Foi recebido cordialmente por padre Reitz na inauguração do Bosque de Pau-Brasil, acompanhado de Joaquim de Carvalho – presidente do IBDF; o arquiteto Lúcio Costa; Fernando Barata, Secretário de Cultura do Estado; Edmundo Campelo, Secretário de Agricultura; Luis Edmundo Paes, vice-presidente do IBDF; o conselheiro Augusto Ruschi; o embaixador Afrânio de Melo Franco, e José Piquet Carneiro, da Fundação Brasileira para Conservação da Natureza.

As autoridades plantaram 32 mudas de Pau-Brasil, das 50 trazidas de Porto Seguro, na Bahia, para os festejos do Marco do Descobrimento do Brasil. Na conversa do grupo, Carvalho comentou a possibilidade de exploração das florestas artificiais por parte do governo militar, pois a demanda por matéria prima para a indústria papeleira concentra-se sobre a mata nativa, enquanto as florestas exóticas, mais homogêneas, apresentavam rendimento superior.

Ele deu apoio incondicional ao reflorestamento por pinus e eucaliptos. E lembrou que o comércio mundial de madeira e celulose atingia a cifra de 110 bilhões de dólares, tendo o Brasil apenas 20% de participação, o que foi considerado baixo pela extensão territorial.

Porém, Reitz afirmou aos presentes, cordialmente, que dois grandes flagelos ameaçavam o mundo da época: a poluição e a fome.

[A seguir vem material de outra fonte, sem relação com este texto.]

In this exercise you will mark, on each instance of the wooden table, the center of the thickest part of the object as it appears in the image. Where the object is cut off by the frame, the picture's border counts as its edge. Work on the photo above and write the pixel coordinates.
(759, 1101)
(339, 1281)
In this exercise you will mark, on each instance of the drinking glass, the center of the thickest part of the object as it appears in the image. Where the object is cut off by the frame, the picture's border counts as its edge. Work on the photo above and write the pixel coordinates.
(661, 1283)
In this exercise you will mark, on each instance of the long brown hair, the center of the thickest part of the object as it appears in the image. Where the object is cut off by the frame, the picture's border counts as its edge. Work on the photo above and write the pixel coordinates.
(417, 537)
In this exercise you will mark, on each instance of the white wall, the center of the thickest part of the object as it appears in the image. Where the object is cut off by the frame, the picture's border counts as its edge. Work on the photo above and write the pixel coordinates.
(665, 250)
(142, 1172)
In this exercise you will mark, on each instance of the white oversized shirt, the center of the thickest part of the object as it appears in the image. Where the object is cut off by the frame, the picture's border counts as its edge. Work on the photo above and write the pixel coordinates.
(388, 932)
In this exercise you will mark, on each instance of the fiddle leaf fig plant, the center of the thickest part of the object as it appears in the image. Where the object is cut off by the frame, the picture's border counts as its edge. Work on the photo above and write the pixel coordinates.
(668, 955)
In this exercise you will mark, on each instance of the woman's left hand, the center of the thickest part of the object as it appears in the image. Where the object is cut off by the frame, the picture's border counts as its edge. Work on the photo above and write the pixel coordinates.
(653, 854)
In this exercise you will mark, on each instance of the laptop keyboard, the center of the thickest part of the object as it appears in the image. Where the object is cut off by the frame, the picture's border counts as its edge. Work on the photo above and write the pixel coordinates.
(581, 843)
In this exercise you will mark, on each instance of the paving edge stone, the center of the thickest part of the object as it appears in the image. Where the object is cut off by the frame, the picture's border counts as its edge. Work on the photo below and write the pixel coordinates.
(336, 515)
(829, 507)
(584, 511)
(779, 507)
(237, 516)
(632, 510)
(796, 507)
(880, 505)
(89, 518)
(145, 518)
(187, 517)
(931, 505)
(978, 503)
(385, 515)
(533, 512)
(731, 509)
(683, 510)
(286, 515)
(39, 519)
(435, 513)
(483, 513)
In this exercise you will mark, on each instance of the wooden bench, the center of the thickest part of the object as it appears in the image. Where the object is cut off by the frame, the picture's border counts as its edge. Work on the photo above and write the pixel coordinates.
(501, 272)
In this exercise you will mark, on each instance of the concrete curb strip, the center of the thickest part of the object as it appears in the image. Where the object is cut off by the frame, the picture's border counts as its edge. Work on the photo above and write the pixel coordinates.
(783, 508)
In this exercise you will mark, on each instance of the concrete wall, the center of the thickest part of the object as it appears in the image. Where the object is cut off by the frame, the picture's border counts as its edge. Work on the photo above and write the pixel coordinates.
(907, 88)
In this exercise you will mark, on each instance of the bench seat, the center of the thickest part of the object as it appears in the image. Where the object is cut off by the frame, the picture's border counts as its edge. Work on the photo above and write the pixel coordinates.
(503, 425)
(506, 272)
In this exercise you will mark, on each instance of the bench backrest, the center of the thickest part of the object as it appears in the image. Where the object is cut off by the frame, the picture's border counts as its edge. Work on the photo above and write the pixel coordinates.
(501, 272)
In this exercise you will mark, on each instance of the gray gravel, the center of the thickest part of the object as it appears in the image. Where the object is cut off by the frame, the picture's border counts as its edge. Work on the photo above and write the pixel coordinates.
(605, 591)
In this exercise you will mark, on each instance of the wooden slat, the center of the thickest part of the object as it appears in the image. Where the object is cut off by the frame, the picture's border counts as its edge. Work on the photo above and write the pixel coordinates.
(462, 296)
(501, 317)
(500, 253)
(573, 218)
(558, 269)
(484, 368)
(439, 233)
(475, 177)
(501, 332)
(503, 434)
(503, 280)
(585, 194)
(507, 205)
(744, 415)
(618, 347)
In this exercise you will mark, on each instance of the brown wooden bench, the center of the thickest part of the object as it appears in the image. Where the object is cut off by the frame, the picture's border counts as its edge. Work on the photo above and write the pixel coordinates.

A salvação estaria na conservação das áreas verdes nativas, não associadas à agricultura de grande extensão, que deveriam privilegiar o uso de tecnologias.

Um jornalista escreveu que o general Geisel teria se manifestado preocupado com a restrição de áreas de plantio pela criação de parques nacionais e reivindicou o apoio de todos para que nada impedisse o progresso do Brasil, referindo-se aos movimentos protetores das florestas brasileiras.

O progresso da nação não poderia sujeitar-se a grupos ecologistas, segundo Geisel. Muito menos à proposta de criação de parques florestais nativos de padre Reitz. Piquet tentou dissuadir o general que era preciso criar uma consciência geral da preservação da natureza, fato importante para a sobrevivência no planeta. Mas o general não mediu palavras, dizendo estar atento ao problema ambiental, desde que não afetasse o desenvolvimento econômico.

‘Vou promover avanços de progresso no Brasil, mas não sei onde isto vai parar. Espero que a Natureza agüente’, pensando na compra futura da Usina Nuclear de Angra dos Reis, sucateada na Alemanha e vendida ao Brasil pela quantia de 10 bilhões de dólares. O resultado das conversas é visto atualmente.

Ao comemorarmos o Centenário de Nascimento de Padre Reitz no dia 19 de setembro corrente, o dilema do progresso frente à natureza permanece vigente. O impacto da destruição das florestas pode gerar consequencias irreversíveis à humanidade, basta observar nossos hábitos de controle do lixo, a preservação das águas, a necessidade de áreas verdes em Brusque e o potencial de enchentes no Vale do Itajaí-mirim.

Quanto ao progresso gerado, ainda inexiste uma política de redistribuição de renda!